Frühstück in Deutschland wird wieder teurer

Morgenpost Online hat nachgerechnet, wie sich die Inflation am Frühstückstisch auswirkt. Vieles kostet deutlich mehr als 2009.

Steigende Preise allerorten: In den 16 Euro-Ländern ist die Inflation im Juli mit 1,7 Prozent auf den höchsten Stand seit mehr als eineinhalb Jahren geklettert. Das macht sich auch im täglichen Einkauf bemerkbar, wie der Morgenpost Online-Frühstückstisch zeigt. Dieser wird seit 2007 regelmäßig in Zusammenarbeit mit dem Statistischen Bundesamt errechnet.

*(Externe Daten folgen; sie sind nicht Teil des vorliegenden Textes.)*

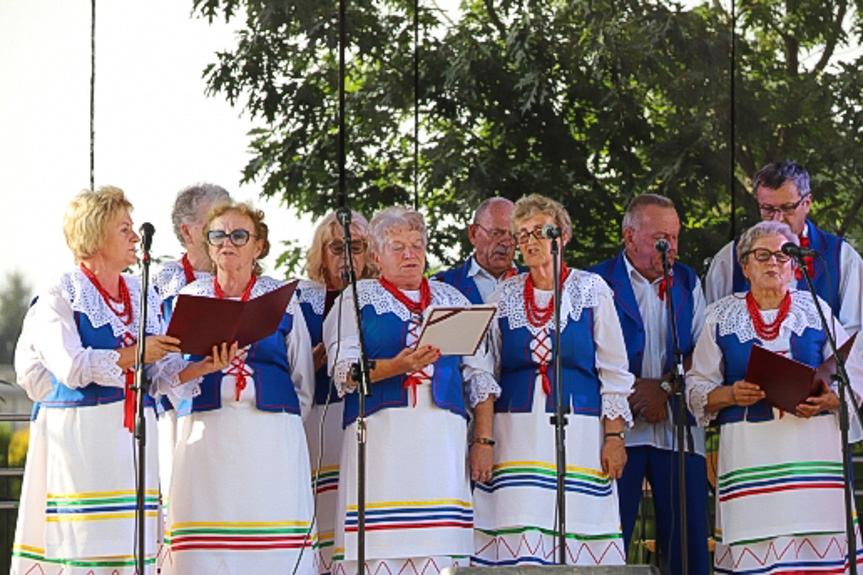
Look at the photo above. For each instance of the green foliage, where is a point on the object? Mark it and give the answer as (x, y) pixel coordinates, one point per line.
(588, 101)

Um den Frühstückstisch zu decken, müssen Konsumenten heute mehr ausgeben als noch vor einem Jahr. Besonders Grundnahrungsmittel wie Butter oder Eier sind deutlich teurer geworden. Andere Produkte, wie etwa Brötchen oder Marmelade sind zwar noch relativ stabil, dürften aber beim Einkauf schon bald stärker zu Buche schlagen.

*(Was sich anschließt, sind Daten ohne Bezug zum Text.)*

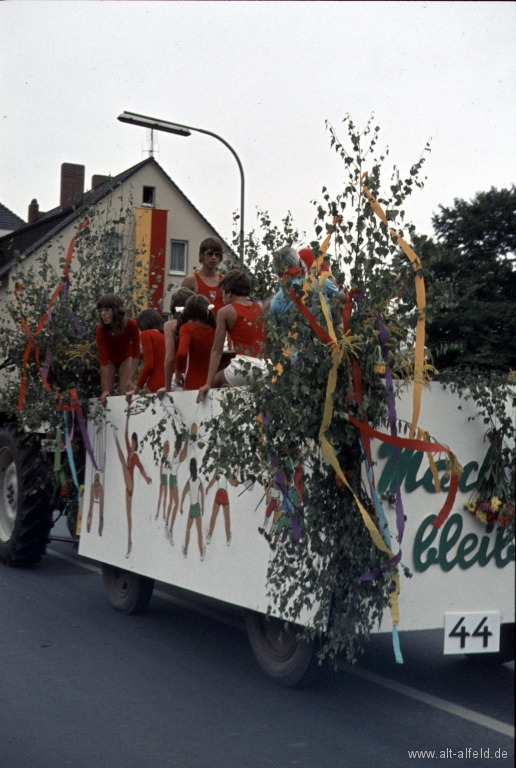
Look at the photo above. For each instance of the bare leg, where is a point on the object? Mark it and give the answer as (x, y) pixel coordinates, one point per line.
(227, 522)
(199, 534)
(175, 496)
(124, 375)
(128, 506)
(215, 512)
(187, 538)
(161, 489)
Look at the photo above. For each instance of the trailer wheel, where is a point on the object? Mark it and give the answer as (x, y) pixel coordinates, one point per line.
(279, 652)
(25, 499)
(126, 591)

Preistreiber sind in den meisten Fällen die deutlich gestiegenen Rohstoffkosten. Ungünstige Witterungsverhältnisse setzen vor allem den Obst- und Gemüsebauern zu. Experten befürchten, dass 2010 eines der schlechtesten Erntejahre überhaupt werden könnte. Gleichzeitig sind durch den Boom von Biogas die Anbauflächen für viele Lebensmittel geschrumpft. Bei Importprodukten wie Orangen hat zudem der zeitweise stark fallende Euro für zusätzlichen Preisauftrieb gesorgt. Die ungünstige Entwicklung hat sich noch längst nicht überall voll im Ladenpreis niedergeschlagen, weil Handel und Hersteller oft langfristige Verträge abschließen. Doch die Tendenz weist eindeutig nach oben.